Penelon fit une grimace d’attendrissement, se retourna vers ses compagnons, échangea quelques mots avec eux et revint.

«Pour ce qui est de cela, monsieur Morrel, dit-il en passant sa chique de l’autre côté de sa bouche et en lançant dans l’antichambre un second jet de salive qui alla faire le pendant au premier, pour ce qui est de cela…

– De quoi?

– De l’argent…

– Eh bien?

– Eh bien, monsieur Morrel, les camarades disent que pour le moment ils auront assez avec cinquante francs chacun et qu’ils attendront pour le reste.

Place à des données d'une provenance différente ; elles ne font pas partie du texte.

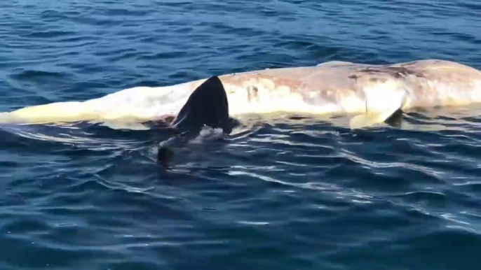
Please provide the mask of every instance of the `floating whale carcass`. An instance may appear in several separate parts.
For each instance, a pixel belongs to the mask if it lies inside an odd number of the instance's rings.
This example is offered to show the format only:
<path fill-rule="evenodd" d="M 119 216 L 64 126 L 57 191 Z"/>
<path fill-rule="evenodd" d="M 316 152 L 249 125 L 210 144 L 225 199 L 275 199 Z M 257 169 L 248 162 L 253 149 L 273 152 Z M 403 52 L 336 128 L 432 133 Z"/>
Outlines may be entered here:
<path fill-rule="evenodd" d="M 276 112 L 348 114 L 351 128 L 382 122 L 398 110 L 481 102 L 481 72 L 428 59 L 373 65 L 330 62 L 219 76 L 230 115 Z M 93 121 L 140 127 L 174 115 L 206 79 L 137 87 L 85 101 L 34 106 L 0 113 L 0 122 Z M 137 126 L 136 125 L 139 125 Z"/>

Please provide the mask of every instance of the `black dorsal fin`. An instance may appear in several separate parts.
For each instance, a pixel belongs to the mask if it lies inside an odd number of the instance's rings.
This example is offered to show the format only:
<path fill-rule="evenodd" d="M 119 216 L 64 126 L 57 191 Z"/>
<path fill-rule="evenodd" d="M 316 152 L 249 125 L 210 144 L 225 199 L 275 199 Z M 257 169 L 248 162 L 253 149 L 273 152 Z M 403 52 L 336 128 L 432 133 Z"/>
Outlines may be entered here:
<path fill-rule="evenodd" d="M 222 82 L 214 76 L 194 91 L 172 126 L 182 132 L 191 132 L 206 125 L 229 132 L 229 124 L 227 94 Z"/>

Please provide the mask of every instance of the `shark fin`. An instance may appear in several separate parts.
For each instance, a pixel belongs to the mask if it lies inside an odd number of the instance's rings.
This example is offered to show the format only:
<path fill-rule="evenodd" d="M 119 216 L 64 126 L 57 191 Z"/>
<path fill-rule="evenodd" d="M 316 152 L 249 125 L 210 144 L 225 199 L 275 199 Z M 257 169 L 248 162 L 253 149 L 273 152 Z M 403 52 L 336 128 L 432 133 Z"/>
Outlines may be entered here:
<path fill-rule="evenodd" d="M 198 87 L 171 125 L 182 131 L 198 130 L 205 125 L 229 133 L 229 102 L 220 79 L 211 77 Z"/>

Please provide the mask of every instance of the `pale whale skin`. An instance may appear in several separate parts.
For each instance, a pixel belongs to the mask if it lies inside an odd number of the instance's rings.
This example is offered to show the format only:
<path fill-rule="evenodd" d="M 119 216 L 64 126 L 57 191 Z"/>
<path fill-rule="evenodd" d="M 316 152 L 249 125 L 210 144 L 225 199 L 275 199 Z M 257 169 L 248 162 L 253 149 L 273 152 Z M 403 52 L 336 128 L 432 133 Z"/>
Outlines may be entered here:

– Merci, mes amis, merci! s’écria M. Morrel, touché jusqu’au cœur: vous êtes tous de braves cœurs; mais prenez, prenez, et si vous trouvez un bon service, entrez-y, vous êtes libres.»

Cette dernière partie de la phrase produisit un effet prodigieux sur les dignes marins. Ils se regardèrent les uns les autres d’un air effaré. Penelon, à qui la respiration manqua, faillit en avaler sa chique; heureusement, il porta à temps la main à son gosier.

«Comment, monsieur Morrel, dit-il d’une voix étranglée, comment, vous nous renvoyez! vous êtes donc mécontent de nous?